Earle K. Bergey
Born in Philadelphia, Bergey attended the Pennsylvania Academy of Fine Arts from 1921 to 1926. He initially went to work in the art department of the Philadelphia's Public Ledger, drawing for the comic strip Deb Days in 1927. Early in his career, Bergey contributed many covers to the pulp magazines of publisher Fiction House.
Throughout the 1930s, Bergey freelanced for a number of notable publishing houses. His eye-catching paintings were predominately featured as covers on a wide array of romance, detective, adventure, aviation, and western pulp magazines, including The Saturday Evening Post. Considered one of the first major American pin-up artists, Bergey also contributed numerous covers for fitness and men's magazines such as Gay Book Magazine, Pep Stories, and Snappy.
In the 1940s, Bergey began contributing to a number of science fiction magazines, including Standard Publications' Strange Stories and Captain Future, and later, Fantastic Story Magazine. Bergey made the transition to the rapidly expanding paperback book industry in 1948. While continuing to paint pulp covers, Bergey sold illustrations to at least four leading paperback publishing houses, including Popular Library and Pocket Books. His paperback cover illustrations were as diverse as his work for the pulps. In addition to his work on Anita Loos' famous Gentlemen Prefer Blondes, Bergey painted cover art for well-known authors from Émile Zola to the Western master, Zane Grey.
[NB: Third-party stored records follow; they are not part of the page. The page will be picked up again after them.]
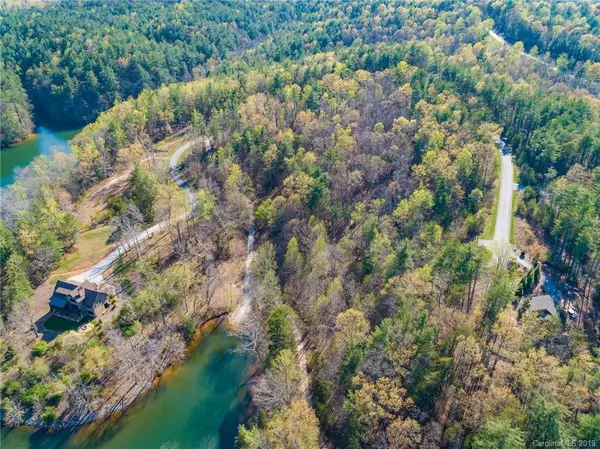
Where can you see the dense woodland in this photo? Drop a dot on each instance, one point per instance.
(360, 143)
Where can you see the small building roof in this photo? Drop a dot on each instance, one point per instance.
(543, 303)
(58, 301)
(85, 293)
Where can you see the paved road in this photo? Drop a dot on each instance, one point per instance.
(504, 214)
(94, 274)
(507, 185)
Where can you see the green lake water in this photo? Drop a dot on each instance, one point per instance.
(45, 139)
(198, 406)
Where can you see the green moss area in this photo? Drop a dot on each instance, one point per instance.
(58, 324)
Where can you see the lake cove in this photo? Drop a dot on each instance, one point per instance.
(41, 142)
(197, 405)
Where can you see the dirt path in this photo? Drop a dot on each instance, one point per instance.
(302, 361)
(244, 308)
(94, 274)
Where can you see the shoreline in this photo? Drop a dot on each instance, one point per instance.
(112, 411)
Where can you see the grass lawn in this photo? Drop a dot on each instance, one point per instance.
(58, 324)
(90, 247)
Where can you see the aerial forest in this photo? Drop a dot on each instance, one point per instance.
(359, 141)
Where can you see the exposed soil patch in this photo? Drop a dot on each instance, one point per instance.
(527, 240)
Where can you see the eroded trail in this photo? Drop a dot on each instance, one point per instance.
(244, 308)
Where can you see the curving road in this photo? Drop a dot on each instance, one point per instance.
(95, 273)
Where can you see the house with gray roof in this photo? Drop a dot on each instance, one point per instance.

His illustrations of scantily-clad women in space helmets served as an inspiration for Princess Leia's slave-girl outfit in Return of the Jedi and Madonna's famous cone-shaped bra. Bergey's science fiction covers, often described as "Bim, BEM, Bum," usually featured a woman being menaced by a Bug-Eyed Monster, alien, or robot, with a heroic male astronaut coming to her assistance.